Arroyo Valley High School
Social Studies Teacher
Special to the BVN
They are home. The Olympic Games have returned to Greece, like so many of its sons and daughters have over the last 108 years.
The Greek Diaspora across the globe has not only been a human movement, but also the movement and evolution of the Olympic Games.
I also returned to Greece this summer, finding myself in a country that has taken a large step into the future, all the while keeping one foot planted firmly in the past.
This past I speak of can be seen first hand in Olympia, the birth place of the Games. Surrounded by olive orchards and nestled in a peaceful valley where the Alpheios and Kladeos rivers meet, the ruins of Olympia stand as living history.
If you listen closely you can hear the voices and footsteps of pilgrims and athletes.
Feasts in honor of Olympian Zeus would mark the opening of the Olympiads. The first day was reserved for athletic contests. On the second day a herald proclaimed the names of the participants in the chariot races, horse races and pentathlon, all of which were scheduled for the following day.

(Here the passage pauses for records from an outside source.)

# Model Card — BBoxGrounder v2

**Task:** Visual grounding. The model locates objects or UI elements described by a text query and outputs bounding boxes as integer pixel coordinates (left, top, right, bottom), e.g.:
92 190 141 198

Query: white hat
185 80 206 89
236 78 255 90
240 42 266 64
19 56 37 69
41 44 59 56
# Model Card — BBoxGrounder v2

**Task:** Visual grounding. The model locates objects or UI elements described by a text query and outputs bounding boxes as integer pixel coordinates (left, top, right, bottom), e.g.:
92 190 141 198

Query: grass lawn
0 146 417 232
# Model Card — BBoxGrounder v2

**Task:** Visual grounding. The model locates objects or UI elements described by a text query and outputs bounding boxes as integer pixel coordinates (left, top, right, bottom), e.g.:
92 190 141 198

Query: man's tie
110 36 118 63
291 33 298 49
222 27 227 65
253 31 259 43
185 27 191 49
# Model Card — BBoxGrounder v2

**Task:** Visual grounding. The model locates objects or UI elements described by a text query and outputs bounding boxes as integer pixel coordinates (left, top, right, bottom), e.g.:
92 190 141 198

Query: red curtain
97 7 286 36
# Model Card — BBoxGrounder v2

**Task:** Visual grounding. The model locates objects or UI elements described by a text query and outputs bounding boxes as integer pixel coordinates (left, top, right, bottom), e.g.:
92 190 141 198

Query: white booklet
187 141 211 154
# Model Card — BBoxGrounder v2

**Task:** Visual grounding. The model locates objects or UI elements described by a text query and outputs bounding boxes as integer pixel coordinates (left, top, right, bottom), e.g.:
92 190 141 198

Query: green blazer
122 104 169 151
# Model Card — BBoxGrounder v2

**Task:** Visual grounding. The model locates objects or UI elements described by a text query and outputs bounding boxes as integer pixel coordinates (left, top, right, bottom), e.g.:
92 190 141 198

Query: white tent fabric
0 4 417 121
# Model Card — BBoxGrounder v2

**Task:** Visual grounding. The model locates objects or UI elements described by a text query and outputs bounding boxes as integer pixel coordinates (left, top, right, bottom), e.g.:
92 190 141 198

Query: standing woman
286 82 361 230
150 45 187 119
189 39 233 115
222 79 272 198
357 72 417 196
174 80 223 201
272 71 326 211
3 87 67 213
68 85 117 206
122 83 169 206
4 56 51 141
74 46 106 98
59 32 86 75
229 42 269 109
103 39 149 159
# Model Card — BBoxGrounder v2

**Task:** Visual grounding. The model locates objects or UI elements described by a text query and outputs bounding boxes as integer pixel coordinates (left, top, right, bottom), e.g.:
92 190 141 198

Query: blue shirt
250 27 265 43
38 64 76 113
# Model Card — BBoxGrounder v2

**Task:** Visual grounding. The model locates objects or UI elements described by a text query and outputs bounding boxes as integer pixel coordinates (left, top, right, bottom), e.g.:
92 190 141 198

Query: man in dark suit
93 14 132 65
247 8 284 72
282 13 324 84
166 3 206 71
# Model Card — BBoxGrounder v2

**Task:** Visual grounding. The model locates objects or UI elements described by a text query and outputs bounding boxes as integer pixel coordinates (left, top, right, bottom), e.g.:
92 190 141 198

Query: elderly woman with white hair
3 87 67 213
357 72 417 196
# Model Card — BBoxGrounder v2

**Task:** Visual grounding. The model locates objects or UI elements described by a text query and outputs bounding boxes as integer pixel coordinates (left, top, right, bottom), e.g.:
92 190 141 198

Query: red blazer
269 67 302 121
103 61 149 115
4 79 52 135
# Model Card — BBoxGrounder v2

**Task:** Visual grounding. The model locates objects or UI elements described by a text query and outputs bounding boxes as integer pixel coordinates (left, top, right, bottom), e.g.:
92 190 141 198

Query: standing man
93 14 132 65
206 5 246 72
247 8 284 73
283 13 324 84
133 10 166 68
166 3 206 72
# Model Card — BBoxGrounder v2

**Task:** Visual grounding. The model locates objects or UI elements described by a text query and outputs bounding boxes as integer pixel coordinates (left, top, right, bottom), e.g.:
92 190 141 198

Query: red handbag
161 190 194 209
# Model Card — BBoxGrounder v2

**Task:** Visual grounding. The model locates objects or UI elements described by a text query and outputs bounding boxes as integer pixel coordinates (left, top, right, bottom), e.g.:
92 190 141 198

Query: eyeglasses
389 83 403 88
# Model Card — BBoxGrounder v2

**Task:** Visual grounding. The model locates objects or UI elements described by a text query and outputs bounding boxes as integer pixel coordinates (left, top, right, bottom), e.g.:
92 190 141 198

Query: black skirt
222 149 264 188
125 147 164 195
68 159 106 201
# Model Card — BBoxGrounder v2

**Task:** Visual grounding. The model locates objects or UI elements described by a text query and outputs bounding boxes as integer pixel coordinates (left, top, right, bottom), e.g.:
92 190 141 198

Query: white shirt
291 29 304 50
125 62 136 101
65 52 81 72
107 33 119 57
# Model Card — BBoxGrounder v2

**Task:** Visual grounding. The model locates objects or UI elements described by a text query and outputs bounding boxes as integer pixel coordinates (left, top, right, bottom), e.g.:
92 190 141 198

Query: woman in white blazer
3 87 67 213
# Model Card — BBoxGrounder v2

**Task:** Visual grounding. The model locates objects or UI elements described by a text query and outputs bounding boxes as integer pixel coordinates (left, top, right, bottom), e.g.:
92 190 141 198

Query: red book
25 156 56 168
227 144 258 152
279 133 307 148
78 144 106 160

On the fourth day young men competed at running unencumbered, running in full armor, the high jump, boxing, wrestling and pankration (a brutal combination of the two). The games culminated on the fifth day with sacrifices and, in the evening, a banquet for the victors, who wore crowns of olive leaves.
The history of the Olympic Games does not only speak to Greeks; it speaks to all of humanity, listen, can you hear it?